What is an Incident Postmortem?
A postmortem (or post-mortem) is a process intended to help you learn from past incidents. It typically involves an analysis or discussion soon after an event has taken place.
Postmortems typically involve blame-free analysis and discussion soon after an incident or event has taken place. An artifact is produced that includes a detailed description of exactly what went wrong in order to cause the incident, along with a list of steps to take in order to prevent a similar incident from occurring again in the future. An analysis of how your incident response process itself worked during the incident should also be included in the discussion. The value of postmortems comes from helping institutionalize a culture of continuous improvement. This way, teams are better prepared when another incident inevitably occurs with mission- or business-critical systems.
As your systems scale and become more complex, failure is inevitable, assessment and remediation is more involved and time-consuming, and it becomes increasingly painful to repeat recurring mistakes. Not having data when you need it is expensive.
Streamlining the postmortem process is key to helping your team get the most from their postmortem time investment: spending less time conducting the postmortem, while extracting more effective learnings, is a faster path to increased operational maturity. In fact, the true value of postmortems comes from helping institutionalize a positive culture around frequent and iterative improvement.
Why Do Postmortems?
During incident response, the team is 100% focused on restoring service. They should not be wasting time and mental energy thinking about how to do something optimally or performing a deep dive on what caused the incident. Doing this could further delay remediation efforts and convolute the resolution process. That’s why postmortems are essential—they provide a peacetime opportunity to reflect once the issue is no longer impacting users. The postmortem process drives focus, instills a culture of learning, and identifies opportunities for improvement that otherwise would be lost.
Without a postmortem you fail to recognize what you’re doing right, where you could improve, and most importantly, how to avoid making the same mistakes in the future. Writing an effective postmortem allows you to learn quickly from your mistakes and improve your systems and processes. A well-designed, blameless postmortem allows teams to continuously learn, serving as a way to iteratively improve your infrastructure and incident response process. Be sure to write detailed and accurate postmortems in order to get the most benefit out of them.

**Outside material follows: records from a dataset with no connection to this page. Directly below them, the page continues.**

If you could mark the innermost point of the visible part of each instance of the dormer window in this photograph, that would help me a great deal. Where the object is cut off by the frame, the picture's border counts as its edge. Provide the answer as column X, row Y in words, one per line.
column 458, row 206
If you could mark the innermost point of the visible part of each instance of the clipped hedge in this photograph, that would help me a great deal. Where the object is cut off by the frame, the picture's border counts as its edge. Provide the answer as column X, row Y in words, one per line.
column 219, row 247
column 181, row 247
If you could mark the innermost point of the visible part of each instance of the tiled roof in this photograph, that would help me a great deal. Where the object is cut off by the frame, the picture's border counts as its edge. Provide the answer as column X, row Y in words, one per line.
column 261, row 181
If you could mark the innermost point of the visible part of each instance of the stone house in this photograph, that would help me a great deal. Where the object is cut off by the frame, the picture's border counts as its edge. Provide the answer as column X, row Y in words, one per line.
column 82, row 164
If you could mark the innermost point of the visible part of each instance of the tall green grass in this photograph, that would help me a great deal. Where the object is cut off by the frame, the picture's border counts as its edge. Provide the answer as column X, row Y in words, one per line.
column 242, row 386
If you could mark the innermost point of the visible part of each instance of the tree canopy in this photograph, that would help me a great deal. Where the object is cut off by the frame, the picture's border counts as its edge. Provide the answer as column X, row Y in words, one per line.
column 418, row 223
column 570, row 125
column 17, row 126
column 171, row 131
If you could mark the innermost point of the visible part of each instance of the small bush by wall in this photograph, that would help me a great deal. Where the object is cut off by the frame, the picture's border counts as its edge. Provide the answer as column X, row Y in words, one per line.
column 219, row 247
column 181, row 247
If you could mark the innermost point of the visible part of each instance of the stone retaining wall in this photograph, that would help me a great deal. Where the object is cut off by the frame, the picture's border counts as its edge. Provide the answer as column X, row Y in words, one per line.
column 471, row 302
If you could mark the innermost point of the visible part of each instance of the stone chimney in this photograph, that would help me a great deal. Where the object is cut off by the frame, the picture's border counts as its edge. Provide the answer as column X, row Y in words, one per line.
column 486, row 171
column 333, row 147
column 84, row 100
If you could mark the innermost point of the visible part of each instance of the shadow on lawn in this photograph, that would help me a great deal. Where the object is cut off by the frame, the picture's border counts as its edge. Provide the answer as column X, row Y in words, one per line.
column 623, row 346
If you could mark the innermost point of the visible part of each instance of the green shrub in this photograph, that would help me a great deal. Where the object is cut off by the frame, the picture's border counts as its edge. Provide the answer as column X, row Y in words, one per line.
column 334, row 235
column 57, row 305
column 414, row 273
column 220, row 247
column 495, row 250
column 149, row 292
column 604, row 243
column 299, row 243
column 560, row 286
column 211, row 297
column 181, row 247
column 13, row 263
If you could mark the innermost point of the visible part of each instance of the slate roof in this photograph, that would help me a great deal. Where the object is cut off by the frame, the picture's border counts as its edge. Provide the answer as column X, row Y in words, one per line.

Organizations may refer to the postmortem process in slightly different ways:
- Learning Review
- After-Action Review
- Incident Review
- Incident Report
- Post-Incident Review
- Root Cause Analysis (or RCA)
Streamline the postmortem process
The specifics around conducting postmortems vary from organization to organization. Regardless of the process, the primary purpose of postmortems should be learning, whether it’s about the systems being managed, the process being followed, or how the organization executes during a crisis. Additional goals, including identification and implementation of system or process improvements, may be realized depending on the process followed.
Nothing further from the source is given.